Everitt Lawson Group analysts say escalation of tariffs by US and China could stall negotiations and prolong trade war for many more months.
In December last year, the US and China agreed to pause any further escalation of the trade war for a period of 90 days to allow the world’s two largest economies time to negotiate a favorable conclusion to the trade dispute that has caused a ripple of economic repercussions throughout the global economy.
After months of optimistic feedback surrounding the negotiations, the world had hoped a trade deal would was imminent but when US President Donald Trump reacted to China reneging on certain promises made during the negotiations by increasing existing tariffs on Chinese imports, Everitt Lawson Group analysts say hopes of a trade deal in the near future were dashed.
Trump announced that tariffs on Chinese goods to the value of $200 billion would increase from 10% to 25% this month.
Analysts at Everitt Lawson Group say that although both countries have experienced some negative fallout as a result of the trade war, it is possible that neither is suffering a serious enough economic downturn to prompt a speedy trade deal.

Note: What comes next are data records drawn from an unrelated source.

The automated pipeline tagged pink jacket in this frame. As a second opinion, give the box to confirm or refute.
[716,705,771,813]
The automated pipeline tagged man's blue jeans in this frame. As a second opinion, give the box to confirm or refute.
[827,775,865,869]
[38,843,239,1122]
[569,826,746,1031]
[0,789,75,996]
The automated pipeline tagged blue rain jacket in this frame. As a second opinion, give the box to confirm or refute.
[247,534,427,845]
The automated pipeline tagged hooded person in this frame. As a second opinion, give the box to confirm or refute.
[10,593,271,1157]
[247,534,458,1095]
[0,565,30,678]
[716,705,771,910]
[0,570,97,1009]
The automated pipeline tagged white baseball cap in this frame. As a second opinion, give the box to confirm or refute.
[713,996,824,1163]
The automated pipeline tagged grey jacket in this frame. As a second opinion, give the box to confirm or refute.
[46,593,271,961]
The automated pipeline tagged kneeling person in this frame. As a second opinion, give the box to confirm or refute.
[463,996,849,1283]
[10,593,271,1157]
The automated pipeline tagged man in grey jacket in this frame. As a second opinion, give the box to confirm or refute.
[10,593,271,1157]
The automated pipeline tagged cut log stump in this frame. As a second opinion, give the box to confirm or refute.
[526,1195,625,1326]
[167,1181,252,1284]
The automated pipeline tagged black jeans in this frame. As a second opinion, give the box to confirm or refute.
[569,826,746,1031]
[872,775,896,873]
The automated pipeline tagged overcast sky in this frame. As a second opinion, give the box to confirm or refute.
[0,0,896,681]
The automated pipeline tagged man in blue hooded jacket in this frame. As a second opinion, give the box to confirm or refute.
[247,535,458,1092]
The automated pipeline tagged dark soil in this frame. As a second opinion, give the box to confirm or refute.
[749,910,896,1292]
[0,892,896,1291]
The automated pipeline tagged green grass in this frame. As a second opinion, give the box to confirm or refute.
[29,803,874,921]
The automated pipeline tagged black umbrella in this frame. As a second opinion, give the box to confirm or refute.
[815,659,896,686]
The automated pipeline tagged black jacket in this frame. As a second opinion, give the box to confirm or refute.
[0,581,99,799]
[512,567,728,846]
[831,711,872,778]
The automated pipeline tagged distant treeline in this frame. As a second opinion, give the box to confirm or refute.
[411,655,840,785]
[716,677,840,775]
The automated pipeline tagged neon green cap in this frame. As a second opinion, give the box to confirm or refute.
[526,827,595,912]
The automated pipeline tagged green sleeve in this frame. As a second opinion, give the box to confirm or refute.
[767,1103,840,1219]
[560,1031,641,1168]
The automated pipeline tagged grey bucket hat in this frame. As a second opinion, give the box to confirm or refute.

Given Trump’s decision to up the ante by escalating tit for tat tariffs in recent weeks, Everitt Lawson Group analysts believe the chances of a trade deal are rapidly decreasing. Meanwhile, China is saying that trade negotiations cannot move forward unless the US is willing to address and make amends for its wrongdoings.
Everitt Lawson Group analysts say that at this rate, a trade deal between China and the US will probably not happen before the end of this year.